Armand Noutack, lui aussi ancien militant, ironise ;
_*« Pendant que Kamto affirme que le MRC a des élus (on se demande comment), Ekanga, lui, se vante du boycott qui aurait éliminé les traîtres. Alors, d’où viennent les élus ? De Jupiter ? »*_
Et d’ajouter avec acidité :
_*« Le seul qui doit faire carrière au MRC, c’est Maurice Kamto ? Depuis 2013, il échoue à chaque élection, mais refuse qu’un autre incarne une alternative. »*_
*III. Une purge méthodique des esprits libres*
En trois ans, le MRC a méthodiquement évacué toute figure montante ou simplement critique. L’exclusion est devenue un outil de gestion. Citons parmi les anciens membres du directoire mis à l’écart ou partis d’eux-mêmes :
* Me Michèle Ndoki, aujourd’hui exclu pour avoir osé se porter candidate à la présidence du parti.
* Paul Éric Kingué, ancien allié de choix, devenu plus tard détracteur... Paix a son âme.
* Célestin Djamen, aujourd’hui président de l’APAR.
* Valère Bessala, Armand Noutack entre autres figures sacrifiées sur l’autel de la loyauté aveugle.
Michèle Ndoki évoque avec gravité la nature des dérives internes :
_*« Expérience affligeante », « acharnement », « limites de la politique politicienne », « vagues de démissions ».*_
Le MRC a remplacé la pluralité par la verticalité. Une seule voix compte. Toutes les autres sont reléguées, étouffées, ou diabolisées.
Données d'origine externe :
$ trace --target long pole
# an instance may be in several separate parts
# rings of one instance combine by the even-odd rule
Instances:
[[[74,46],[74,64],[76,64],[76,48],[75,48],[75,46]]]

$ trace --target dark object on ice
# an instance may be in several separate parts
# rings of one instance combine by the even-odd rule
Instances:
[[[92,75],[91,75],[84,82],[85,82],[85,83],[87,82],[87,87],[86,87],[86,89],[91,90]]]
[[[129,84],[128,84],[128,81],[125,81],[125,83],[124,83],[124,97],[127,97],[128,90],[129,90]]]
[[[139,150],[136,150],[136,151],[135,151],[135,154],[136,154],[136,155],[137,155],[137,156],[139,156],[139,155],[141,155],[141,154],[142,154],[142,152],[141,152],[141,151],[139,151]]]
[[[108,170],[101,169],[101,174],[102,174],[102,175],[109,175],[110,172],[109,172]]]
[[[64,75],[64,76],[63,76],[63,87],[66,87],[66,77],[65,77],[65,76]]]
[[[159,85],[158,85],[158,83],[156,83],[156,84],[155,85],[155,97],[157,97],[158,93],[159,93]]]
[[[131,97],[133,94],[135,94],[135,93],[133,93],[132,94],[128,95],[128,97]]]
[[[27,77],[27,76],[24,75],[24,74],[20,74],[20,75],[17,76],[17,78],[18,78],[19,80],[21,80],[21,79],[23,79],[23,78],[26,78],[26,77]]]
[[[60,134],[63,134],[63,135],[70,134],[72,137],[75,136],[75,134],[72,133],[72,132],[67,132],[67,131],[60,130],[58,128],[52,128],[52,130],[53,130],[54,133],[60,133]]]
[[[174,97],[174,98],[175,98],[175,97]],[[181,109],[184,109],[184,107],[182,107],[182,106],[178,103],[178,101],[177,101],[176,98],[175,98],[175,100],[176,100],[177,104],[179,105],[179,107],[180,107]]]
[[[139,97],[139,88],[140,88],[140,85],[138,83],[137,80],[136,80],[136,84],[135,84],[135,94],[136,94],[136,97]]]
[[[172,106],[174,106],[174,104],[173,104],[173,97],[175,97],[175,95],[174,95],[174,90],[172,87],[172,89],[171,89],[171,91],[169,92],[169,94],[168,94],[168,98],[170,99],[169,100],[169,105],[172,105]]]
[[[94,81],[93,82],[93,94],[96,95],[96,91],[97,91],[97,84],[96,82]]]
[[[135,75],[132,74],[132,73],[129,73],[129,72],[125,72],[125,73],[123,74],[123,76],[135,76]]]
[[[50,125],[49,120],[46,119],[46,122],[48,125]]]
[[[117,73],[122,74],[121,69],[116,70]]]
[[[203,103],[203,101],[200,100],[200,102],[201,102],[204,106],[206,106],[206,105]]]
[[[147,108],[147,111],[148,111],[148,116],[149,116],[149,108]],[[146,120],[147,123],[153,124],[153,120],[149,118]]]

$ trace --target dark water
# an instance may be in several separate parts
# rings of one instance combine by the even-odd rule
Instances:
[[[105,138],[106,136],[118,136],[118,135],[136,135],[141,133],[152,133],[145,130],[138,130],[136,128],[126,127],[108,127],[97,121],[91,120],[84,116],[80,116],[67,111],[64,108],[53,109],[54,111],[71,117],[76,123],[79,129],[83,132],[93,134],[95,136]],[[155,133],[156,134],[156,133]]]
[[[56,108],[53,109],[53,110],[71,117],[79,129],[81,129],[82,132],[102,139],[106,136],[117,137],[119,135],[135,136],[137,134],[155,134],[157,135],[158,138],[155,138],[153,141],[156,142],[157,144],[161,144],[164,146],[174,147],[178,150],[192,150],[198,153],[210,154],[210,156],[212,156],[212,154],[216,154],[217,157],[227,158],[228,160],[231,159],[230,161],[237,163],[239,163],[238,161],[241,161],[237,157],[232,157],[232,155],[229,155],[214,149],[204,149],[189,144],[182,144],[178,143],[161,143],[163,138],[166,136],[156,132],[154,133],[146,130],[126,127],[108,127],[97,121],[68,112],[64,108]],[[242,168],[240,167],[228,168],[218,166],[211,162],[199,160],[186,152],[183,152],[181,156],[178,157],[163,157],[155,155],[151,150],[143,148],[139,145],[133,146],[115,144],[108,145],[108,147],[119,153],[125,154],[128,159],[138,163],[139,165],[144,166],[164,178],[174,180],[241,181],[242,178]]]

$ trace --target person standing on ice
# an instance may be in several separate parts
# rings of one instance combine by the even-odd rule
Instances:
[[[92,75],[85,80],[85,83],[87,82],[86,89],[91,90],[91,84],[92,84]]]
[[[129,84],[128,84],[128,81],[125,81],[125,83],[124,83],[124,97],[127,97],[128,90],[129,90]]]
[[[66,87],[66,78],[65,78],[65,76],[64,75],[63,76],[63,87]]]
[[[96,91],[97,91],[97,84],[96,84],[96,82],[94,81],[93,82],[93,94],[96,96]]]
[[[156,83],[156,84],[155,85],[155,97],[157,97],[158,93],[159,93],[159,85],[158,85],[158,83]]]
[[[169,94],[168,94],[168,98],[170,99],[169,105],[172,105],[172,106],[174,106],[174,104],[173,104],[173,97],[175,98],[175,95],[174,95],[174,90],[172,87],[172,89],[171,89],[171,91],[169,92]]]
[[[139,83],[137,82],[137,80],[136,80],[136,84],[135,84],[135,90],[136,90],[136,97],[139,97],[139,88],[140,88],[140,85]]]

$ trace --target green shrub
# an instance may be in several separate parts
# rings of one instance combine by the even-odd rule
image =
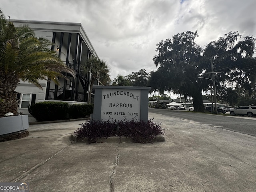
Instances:
[[[93,112],[93,104],[69,105],[65,102],[40,102],[28,108],[29,113],[39,121],[82,118]]]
*IV. Kamto : un messie sans vision, une alternance sans plan*
Maurice Kamto aurait pu devenir une figure de transition démocratique. Mais il a préféré incarner une forme d’infaillibilité politique où tout désaccord est interprété comme une trahison.
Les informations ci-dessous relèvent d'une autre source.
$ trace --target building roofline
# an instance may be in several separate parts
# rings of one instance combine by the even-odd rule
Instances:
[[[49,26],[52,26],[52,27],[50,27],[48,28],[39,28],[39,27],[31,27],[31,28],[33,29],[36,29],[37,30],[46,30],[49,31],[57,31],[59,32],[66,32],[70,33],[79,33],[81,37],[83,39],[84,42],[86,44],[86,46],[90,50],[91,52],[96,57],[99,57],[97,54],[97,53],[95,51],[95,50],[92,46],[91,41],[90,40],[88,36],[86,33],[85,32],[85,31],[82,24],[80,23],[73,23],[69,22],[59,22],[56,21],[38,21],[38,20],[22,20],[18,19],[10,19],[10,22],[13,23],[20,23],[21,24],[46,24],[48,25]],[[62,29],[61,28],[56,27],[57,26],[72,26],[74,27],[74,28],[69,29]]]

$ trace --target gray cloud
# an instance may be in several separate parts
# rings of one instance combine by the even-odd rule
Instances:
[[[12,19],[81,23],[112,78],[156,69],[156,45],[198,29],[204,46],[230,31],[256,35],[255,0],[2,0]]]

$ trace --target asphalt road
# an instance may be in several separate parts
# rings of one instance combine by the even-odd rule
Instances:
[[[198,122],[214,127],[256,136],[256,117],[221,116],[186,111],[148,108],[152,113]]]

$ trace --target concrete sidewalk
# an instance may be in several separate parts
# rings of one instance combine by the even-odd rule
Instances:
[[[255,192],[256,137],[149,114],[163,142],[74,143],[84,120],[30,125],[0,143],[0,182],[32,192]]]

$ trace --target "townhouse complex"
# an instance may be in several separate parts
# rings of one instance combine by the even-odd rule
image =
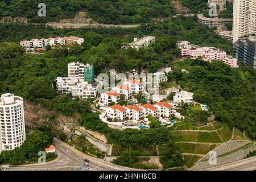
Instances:
[[[14,150],[26,140],[23,100],[6,93],[0,98],[0,153]]]
[[[256,34],[256,0],[234,0],[233,42],[253,34]]]
[[[229,65],[232,68],[238,68],[237,59],[227,56],[226,52],[215,47],[201,47],[191,44],[189,42],[181,41],[178,43],[183,56],[190,56],[191,58],[201,57],[205,61],[222,61],[225,64]]]
[[[106,118],[120,121],[135,119],[138,121],[149,114],[154,117],[169,118],[175,111],[173,106],[166,101],[157,102],[154,105],[115,105],[106,109]]]
[[[70,36],[56,38],[32,39],[30,40],[22,40],[20,45],[28,49],[45,49],[47,45],[51,47],[57,45],[67,45],[71,46],[73,44],[81,44],[84,42],[83,38],[80,38],[76,36]]]
[[[238,38],[233,45],[233,55],[238,60],[256,69],[256,36]]]
[[[132,48],[138,51],[141,48],[147,47],[155,42],[155,38],[152,36],[146,36],[139,39],[135,38],[132,43],[126,44],[122,47],[125,48]]]
[[[174,102],[184,102],[187,103],[189,106],[192,105],[193,95],[194,94],[192,92],[181,90],[174,96]]]
[[[57,77],[59,90],[82,99],[96,97],[98,85],[94,82],[93,65],[73,62],[68,64],[68,77]]]
[[[115,104],[120,101],[121,94],[125,96],[125,99],[131,98],[134,94],[138,93],[143,90],[142,82],[138,80],[127,80],[123,82],[122,85],[117,86],[107,91],[101,93],[101,103],[104,106],[108,106],[111,102]]]

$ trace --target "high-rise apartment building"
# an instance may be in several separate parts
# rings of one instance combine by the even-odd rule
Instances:
[[[239,38],[233,45],[234,56],[256,69],[256,36]]]
[[[93,65],[84,65],[79,62],[73,62],[68,64],[68,77],[81,78],[84,81],[93,83],[94,81]]]
[[[233,42],[256,33],[256,0],[234,0]]]
[[[6,93],[0,98],[0,153],[14,150],[26,139],[23,100]]]

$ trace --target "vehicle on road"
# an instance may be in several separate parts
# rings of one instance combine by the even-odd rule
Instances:
[[[10,169],[10,167],[9,166],[2,166],[1,169]]]
[[[84,166],[89,166],[89,163],[84,163]]]
[[[90,160],[89,160],[88,159],[84,159],[84,162],[89,163],[90,162]]]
Il parle de renaissance, mais pratique l’excommunication. Il évoque l’avenir, mais reste l’otage d’un récit de victime, sans stratégie de conquête concrète. Il se positionne comme le seul recours, là où le pays a besoin d’un projet, pas d’un prophète.
Ce culte de l’échec recyclé en héroïsme n’est pas une stratégie : c’est une impasse. Un piège pour le peuple et un tremplin pour les adversaires du changement.
Tout n'est cependant pas perdu... Le MRC se trouve à la croisée des chemins. Il peut soit devenir une force inclusive, capable de se renouveler et de proposer une véritable alternative, soit continuer à dériver dans le brouillard de ses incohérences et de ses exclusions internes.
Comme le résume Armand Noutack :
*_« On ne peut pas être aussi égoïste et espérer s’en sortir facilement. »_*
En refusant l’ouverture, en fuyant la cohérence et en criminalisant la contradiction, le MRC est en train de ruiner ce qu’il avait de plus précieux : la légitimité de son espoir.